Since the current Polish government came into power, last year, they have advocated the need to tighten up the existing tax system. They maintain that the current situation calls for a system that is more efficient and effective and they are looking to find ways to increase the budget’s income without hiking up the tax rates. They have inherited a tax system from the liberal government, which was in power for eight years (between 2007 and 2015), which is in deep crisis — the tax share of the GDP has fallen from 17 per cent to 14 per cent.
The situation in Poland is not much different to many other countries in the European Union. In other countries too, the tax regulations, that were created, were largely influenced by lobbyists who are, by nature, interested in tax evasion. At that time, the governments in power were prone to such external pressures. Another detrimental factor was the influence of the international audit and consulting industry, which played a significant role in shaping the current tax regulations and tax practices: A fact which was recently discussed by the European Parliament, in a resolution dated the 6 July, 2016.
Where Poland is concerned, the government needs to cut all possible ties with the audit and consulting industry, if it wants to improve the existing tax system, because the industry’s position is very strong and relies on informal personal relations and dependencies to keep it well positioned. They have already been successful in a number of areas, for example, they scuttled the new law on value added tax, which was written by the Law and Justice (PiS) party, during the 2015 election campaign. There are also significant delays in drafting and introducing new regulations related to tax evasion.
The solutions that are already in place are cover provisions against tax evasion and fuel trade licensing. The Ministry of Finance is also working on electronic invoices, which should be introduced in 2017.

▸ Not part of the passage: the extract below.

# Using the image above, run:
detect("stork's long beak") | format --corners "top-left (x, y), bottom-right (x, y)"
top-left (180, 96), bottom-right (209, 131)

The Ministry of Justice has managed to be more successful in introducing necessary regulations but unfortunately, these haven’t solved all of the problems. However, the government stands a high chance of introducing new tax regulations before the end of this year, which will result in a significant increase in budgetary income for 2017.
The plan sounds quite ambitious but it is feasible. It requires massive changes in the Ministry of Finance, whose measures are not always compliant with the government’s objectives. It is essential that the government and the ministry become entirely separated from all of the agents that are potentially interested in making the Polish tax system as inefficient and ineffective as possible — mainly those from international businesses that provide services related to, and resulting in, tax evasion.
So far the overall situation looks optimistic — at the end of August 2016, the government confirmed that within the first six months of this year tax efficiency had increased by PLN 9 (€2.1) billion compared to the first half of 2015.
The views expressed in this opinion editorial are the author’s own and do not necessarily reflect Emerging Europe’s editorial policy.